Study on Lixisenatide and Counterregulation to Hypoglycemia

This study is currently recruiting participants. (see Contacts and Locations)
Verified December 2013 by Lund University
Sponsor:
Information provided by (Responsible Party):
Bo Ahren, Lund University
ClinicalTrials.gov Identifier:
NCT02020629
First received: December 16, 2013
Last updated: December 19, 2013
Last verified: December 2013
  Purpose

In hypoglycemia, there is a counterregulation to restore glucose levels. An important part of this counterregulation is the release of the hormone glucagon. Since the GLP-1 receptor agonist lixisenatide has been shown to be associated with a low risk of hypoglycemia, this study examines whether lixisenatide affects the glucagon response to hypoglycemia.

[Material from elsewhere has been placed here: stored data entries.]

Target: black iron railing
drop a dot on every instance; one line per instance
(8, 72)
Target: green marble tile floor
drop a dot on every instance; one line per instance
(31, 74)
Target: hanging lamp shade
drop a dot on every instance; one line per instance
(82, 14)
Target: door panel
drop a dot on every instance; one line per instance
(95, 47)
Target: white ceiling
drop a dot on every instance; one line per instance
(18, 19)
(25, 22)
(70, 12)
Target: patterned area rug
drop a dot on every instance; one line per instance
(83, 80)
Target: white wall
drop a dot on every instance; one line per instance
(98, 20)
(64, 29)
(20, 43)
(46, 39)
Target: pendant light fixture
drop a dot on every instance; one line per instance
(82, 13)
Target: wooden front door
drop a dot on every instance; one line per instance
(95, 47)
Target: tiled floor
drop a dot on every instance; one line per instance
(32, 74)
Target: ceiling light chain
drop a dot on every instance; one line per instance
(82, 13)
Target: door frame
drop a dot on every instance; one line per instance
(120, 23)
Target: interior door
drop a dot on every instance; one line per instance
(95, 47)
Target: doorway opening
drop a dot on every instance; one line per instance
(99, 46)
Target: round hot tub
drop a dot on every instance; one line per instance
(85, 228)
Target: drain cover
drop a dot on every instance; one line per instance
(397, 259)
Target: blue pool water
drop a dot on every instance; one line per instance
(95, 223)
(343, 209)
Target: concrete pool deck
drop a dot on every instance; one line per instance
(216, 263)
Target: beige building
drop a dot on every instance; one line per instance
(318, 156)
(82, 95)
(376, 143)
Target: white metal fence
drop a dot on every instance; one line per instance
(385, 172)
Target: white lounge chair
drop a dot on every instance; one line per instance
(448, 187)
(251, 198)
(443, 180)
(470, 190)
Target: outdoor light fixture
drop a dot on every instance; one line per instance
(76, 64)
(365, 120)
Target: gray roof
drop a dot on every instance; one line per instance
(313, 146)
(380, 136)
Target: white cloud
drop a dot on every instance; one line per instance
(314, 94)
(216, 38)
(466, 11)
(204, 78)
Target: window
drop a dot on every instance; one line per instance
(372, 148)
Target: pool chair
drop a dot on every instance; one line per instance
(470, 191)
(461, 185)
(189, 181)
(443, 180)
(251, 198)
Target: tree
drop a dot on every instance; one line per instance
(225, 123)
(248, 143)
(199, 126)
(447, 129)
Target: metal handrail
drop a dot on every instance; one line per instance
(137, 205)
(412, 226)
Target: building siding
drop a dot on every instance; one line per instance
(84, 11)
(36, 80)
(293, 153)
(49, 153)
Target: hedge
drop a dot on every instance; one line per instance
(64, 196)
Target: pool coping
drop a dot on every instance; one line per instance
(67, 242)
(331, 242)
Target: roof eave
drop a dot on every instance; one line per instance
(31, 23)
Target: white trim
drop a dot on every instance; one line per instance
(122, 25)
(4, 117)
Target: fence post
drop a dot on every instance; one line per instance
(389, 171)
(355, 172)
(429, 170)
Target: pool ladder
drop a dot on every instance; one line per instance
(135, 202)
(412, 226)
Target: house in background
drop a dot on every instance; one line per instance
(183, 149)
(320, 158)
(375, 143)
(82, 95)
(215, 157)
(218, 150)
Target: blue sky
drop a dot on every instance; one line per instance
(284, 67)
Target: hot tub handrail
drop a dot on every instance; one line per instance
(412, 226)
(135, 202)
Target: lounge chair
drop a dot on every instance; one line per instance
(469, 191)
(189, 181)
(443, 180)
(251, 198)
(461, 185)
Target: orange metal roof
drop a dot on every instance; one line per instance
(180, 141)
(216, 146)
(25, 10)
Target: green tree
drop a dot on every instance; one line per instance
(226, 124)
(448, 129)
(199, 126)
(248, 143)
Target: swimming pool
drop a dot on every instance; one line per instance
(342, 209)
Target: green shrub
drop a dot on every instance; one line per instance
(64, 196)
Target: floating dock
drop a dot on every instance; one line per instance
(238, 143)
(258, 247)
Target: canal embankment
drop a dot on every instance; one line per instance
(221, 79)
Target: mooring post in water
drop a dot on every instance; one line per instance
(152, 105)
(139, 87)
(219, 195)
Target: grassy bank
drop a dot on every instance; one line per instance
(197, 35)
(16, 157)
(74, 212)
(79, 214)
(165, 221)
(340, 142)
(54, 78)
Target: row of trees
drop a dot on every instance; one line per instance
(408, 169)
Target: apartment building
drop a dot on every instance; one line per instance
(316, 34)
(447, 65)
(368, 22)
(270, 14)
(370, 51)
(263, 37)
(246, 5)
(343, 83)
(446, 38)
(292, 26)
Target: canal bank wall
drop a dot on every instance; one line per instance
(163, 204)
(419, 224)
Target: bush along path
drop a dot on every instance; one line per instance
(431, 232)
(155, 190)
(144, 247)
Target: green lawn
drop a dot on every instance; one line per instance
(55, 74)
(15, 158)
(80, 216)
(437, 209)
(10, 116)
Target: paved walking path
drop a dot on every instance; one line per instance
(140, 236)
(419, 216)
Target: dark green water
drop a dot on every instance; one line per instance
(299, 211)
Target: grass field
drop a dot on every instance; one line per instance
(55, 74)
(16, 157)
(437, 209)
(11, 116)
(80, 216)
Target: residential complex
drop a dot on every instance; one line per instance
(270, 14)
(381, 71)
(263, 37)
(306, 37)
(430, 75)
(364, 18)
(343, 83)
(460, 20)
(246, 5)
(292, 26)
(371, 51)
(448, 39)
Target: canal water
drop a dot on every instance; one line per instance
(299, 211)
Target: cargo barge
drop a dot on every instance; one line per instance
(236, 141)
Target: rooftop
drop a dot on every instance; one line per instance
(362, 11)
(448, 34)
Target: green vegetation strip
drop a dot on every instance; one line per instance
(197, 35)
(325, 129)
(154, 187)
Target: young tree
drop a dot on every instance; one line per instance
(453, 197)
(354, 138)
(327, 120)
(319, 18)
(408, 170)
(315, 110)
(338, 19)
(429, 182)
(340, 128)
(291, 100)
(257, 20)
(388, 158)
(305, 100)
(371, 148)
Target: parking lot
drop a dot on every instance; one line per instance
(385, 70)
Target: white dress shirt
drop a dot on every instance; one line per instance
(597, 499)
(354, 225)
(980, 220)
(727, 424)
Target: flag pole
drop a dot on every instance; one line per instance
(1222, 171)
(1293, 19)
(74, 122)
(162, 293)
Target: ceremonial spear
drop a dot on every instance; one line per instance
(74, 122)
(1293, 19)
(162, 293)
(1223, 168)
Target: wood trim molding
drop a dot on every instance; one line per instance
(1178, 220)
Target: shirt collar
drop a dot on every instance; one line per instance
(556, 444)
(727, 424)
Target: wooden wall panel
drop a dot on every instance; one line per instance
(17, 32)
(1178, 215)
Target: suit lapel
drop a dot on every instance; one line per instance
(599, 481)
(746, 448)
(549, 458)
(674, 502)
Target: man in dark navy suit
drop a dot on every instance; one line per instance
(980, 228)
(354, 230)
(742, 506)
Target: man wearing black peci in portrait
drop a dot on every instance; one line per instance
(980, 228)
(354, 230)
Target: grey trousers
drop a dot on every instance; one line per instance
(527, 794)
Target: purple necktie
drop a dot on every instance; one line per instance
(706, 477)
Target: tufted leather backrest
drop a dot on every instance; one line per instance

Condition Intervention Phase
Type 2 Diabetes
Drug: Lixisenatide
Phase 4

Study Type: Interventional
Study Design: Endpoint Classification: Pharmacodynamics Study
Intervention Model: Single Group Assignment
Masking: Double Blind (Subject, Investigator)
Primary Purpose: Basic Science
Official Title: Effect of Lixisenatide on Glucagon Secretion During Hypoglycemia in Patients With Insulin-treated Type 2 Diabetes

Resource links provided by NLM:


Further study details as provided by Lund University:

Primary Outcome Measures:
  • Glucagon response to hypoglycemia [ Time Frame: 30 min ] [ Designated as safety issue: No ]
    Hypoglycemia is induced by clamp during 30 min; glucagon levels are measured during this time frame


Secondary Outcome Measures:
  • Cortisol response to hypoglycemia [ Time Frame: 30 min ] [ Designated as safety issue: No ]
    Hypoglycemia is induced by a clamp during 30 min. Cortisol is measured during this time frame.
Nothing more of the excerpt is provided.